American business executive

Alan Miller is an American entrepreneur and business executive. He is the owner, CEO and President of Official League, a sports apparel brand, as well as multiple sports teams. Miller is the founder of COLLiDE, a marketing agency specializing in entertainment and lifestyle products.

In 2003, Miller co-founded FILTER Magazine, which later launched the seasonal Culture Collide festival. The magazine had expanded its reach to several countries.

== Career ==
In 2014, Miller established "COLLiDE Agency," a marketing agency specializing in campaigns for entertainment and lifestyle brands.

In 2017, Miller co-founded "COLLiDE Sport" alongside Jon Ryan. They ventured into sports team ownership. The venture operated and operates several sports teams, including baseball team the Lake County Captains (High A Guardians), Portland Pickles, Cleburne Railroaders (sold in 2024), rugby team Dallas Jackals (sold in 2024), and the soccer teams Portland Bangers FC and Portland Cherry Bombs FC (both founded in 2025).

Portland Pickles' ascent to the West Coast League and their status as the premier college wood bat team in attendance and talent in North America has earned Alan Miller the esteemed title of Executive of the Year in 2019, in the West Coast League.

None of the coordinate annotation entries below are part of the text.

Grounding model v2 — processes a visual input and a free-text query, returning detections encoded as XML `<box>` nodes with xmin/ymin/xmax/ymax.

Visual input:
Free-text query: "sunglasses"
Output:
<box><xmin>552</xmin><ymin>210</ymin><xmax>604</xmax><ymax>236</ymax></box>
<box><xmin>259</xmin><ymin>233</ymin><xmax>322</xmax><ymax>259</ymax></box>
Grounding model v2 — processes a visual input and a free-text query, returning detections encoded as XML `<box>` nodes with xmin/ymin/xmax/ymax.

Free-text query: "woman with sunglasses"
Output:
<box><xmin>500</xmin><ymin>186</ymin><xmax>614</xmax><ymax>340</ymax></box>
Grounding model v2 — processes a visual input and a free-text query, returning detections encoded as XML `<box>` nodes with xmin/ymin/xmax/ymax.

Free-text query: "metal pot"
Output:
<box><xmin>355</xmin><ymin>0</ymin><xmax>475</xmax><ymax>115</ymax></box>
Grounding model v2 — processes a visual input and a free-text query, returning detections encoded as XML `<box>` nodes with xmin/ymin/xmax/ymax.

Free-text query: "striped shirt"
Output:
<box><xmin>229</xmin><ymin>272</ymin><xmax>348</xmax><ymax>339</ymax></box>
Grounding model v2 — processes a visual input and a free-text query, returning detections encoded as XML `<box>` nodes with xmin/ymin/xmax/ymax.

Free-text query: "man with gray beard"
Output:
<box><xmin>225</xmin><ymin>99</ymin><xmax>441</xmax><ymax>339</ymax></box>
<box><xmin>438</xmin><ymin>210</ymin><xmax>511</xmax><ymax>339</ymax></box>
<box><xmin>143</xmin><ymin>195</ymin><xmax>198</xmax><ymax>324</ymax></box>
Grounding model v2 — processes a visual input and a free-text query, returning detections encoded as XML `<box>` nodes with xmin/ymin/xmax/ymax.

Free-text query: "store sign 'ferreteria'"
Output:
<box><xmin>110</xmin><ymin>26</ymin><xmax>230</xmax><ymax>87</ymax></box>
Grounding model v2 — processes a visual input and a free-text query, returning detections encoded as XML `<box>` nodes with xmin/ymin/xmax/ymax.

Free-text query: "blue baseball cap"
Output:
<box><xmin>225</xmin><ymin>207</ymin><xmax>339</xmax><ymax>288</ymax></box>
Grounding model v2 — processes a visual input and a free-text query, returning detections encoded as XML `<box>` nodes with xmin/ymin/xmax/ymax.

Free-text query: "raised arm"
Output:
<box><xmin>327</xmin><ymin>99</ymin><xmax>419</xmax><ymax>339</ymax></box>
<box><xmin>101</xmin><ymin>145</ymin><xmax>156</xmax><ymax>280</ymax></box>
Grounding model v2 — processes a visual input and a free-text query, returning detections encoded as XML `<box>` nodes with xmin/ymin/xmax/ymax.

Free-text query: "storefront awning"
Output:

In 2024 the Pickles won the West Coast League championship. The story was documented in the documentary Pickles Pickles Pickles that debuted on February 15th 2025 on MLB network. The Pickles also won Front office sports best places to work for two consecutive years (2023, 2024).

In 2022, Alan introduced "Official League," a lifestyle brand devoted to sports fans. The brand offers wearable art. In 2024 the company opened its store in Portland Oregon.